Func _ArrayCreateV()

    Local $aArray[$iArrayRows][$iArrayCols]

    $hTimer = _Timer_Init()

    For $ii = 0 To $iLoopColumns
        For $i = 1 To $iLoopRows

            $aArray[$i][$ii] = "0000000000"

        Next
    Next

    $hTimer = _Timer_Diff($hTimer)

    ConsoleWrite(($hTimer / 1000) & @CRLF)

EndFunc

Timings show a good saving with the above array size (has drastically more rows than columns):

1.7250778
1.755863
1.7677521
1.7441728
1.7371205
---------------
1.453319
1.4538587
1.4681471
1.4888286
1.4498426

I had no idea that there would be a difference but it seems so obvious now. Is this something that everybody has innately known forever and I'm only just finding out now?

Link to post
Share on other sites

Well, yes and no. You have to be aware that memory storage is linear, so when storing data with dimensionality higher than 1 (2 dims = array/matrix, 3+ = tensor), storage order becomes relevant, for an array or matrix this is either ColMajor (one cell in all rows per column before the next column, so rows iteration is the minor loop) or RowMajor (one cell in all columns per row before the next row, so cols iteration is the minor loop). In both cases, if you perform cell I/O in the other order it involves repeated jumping back and forth in linear memory space, which likely implies more memory paging swaps (esp. for large data sets). AutoIt arrays are more complicated because they contain pointers to data of any type instead of contiguous raw data of a single type, but the basic idea is the same. Different programming environments may opt for either storage order; efficiency depends on how the data are most commonly accessed. In a computational environment such as Eigen, the default is ColMajor, but RowMajor order can be imposed if necessary. More info is here.

Quote

Algorithms that traverse a matrix row by row will go faster when the matrix is stored in row-major order because of better data locality. Similarly, column-by-column traversal is faster for column-major matrices. It may be worthwhile to experiment a bit to find out what is faster for your particular application.
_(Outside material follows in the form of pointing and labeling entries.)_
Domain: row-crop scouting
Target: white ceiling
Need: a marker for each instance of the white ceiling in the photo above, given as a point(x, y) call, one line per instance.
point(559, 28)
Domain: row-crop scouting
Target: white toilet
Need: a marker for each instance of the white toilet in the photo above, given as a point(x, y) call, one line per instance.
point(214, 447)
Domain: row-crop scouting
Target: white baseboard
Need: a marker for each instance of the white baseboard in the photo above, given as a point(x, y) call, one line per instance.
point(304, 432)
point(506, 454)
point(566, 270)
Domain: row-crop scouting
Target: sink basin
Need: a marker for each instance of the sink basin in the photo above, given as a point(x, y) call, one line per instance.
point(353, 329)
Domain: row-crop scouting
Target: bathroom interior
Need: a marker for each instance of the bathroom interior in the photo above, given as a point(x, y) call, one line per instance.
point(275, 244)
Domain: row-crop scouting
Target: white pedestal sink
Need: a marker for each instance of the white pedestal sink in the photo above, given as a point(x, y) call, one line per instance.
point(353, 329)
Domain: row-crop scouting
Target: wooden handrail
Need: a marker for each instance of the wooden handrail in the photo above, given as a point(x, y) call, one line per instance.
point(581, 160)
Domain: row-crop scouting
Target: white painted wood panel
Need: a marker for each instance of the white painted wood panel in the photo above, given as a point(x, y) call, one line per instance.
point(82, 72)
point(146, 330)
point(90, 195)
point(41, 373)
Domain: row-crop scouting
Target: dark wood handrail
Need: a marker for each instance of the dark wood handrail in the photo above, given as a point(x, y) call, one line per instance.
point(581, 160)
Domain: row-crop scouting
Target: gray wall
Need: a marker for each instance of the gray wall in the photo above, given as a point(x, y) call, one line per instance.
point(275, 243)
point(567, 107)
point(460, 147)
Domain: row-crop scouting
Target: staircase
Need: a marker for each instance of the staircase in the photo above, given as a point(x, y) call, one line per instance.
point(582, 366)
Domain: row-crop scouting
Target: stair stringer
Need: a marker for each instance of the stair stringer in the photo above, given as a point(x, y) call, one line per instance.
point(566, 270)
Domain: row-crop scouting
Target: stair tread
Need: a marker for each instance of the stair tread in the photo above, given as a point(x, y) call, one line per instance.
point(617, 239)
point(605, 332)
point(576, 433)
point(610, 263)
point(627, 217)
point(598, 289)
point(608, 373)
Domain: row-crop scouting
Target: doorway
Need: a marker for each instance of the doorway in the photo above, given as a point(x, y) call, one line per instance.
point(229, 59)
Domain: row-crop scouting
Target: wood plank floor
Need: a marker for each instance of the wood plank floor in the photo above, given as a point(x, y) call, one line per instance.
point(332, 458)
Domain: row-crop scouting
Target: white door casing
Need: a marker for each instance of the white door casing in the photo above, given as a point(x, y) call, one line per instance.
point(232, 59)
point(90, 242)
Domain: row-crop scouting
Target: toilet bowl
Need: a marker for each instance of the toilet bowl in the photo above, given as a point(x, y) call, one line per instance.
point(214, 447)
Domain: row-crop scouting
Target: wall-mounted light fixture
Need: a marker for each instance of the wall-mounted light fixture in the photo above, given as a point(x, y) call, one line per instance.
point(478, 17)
BTW, if you're manipulating large numerical data sets and are worried about speed, you might want to consider using matrices instead of arrays (AutoIt UDF here).

Edited by RTFC
Link to post
Share on other sites

??...  it seems that the difference in speed is not due to the different access mode of the elements of the array, but to the greater number of crossings of the different nesting levels of the two "for next" loops In fact, if you comment the two commands to access the array, you will see that the time difference persists.

$iArrayRows = 400000
$iArrayCols = 2
$iLoopRows = $iArrayRows - 1
$iLoopColumns = $iArrayCols - 1

_ArrayCreateH()
_ArrayCreateH()
_ArrayCreateH()
_ArrayCreateH()
_ArrayCreateH()

ConsoleWrite("---------------" & @CRLF)

_ArrayCreateV()
_ArrayCreateV()
_ArrayCreateV()
_ArrayCreateV()
_ArrayCreateV()

Func _ArrayCreateH()

    Local $aArray[$iArrayRows][$iArrayCols]

    $hTimer = TimerInit()

    For $i = 1 To $iLoopRows
        For $ii = 0 To $iLoopColumns
            ; $aArray[$i][$ii] = "0000000000"
        Next
    Next

    $hTimer = TimerDiff($hTimer)

    ConsoleWrite(($hTimer / 1000) & @CRLF)
EndFunc   ;==>_ArrayCreateH

Func _ArrayCreateV()

    Local $aArray[$iArrayRows][$iArrayCols]

    $hTimer = TimerInit()

    For $ii = 0 To $iLoopColumns
        For $i = 1 To $iLoopRows

            ; $aArray[$i][$ii] = "0000000000"

        Next
    Next

    $hTimer = TimerDiff($hTimer)

    ConsoleWrite(($hTimer / 1000) & @CRLF)

EndFunc   ;==>_ArrayCreateV

 

small minds discuss people average minds discuss events great minds discuss ideas.... and use AutoIt....

Link to post
Share on other sites

In the first example, you initialize 400,001 times a For loop.
In the second example you initialize a For loop 3 times.

I therefore suspect that the time difference is rather caused by the overhead of the for-loop initialization.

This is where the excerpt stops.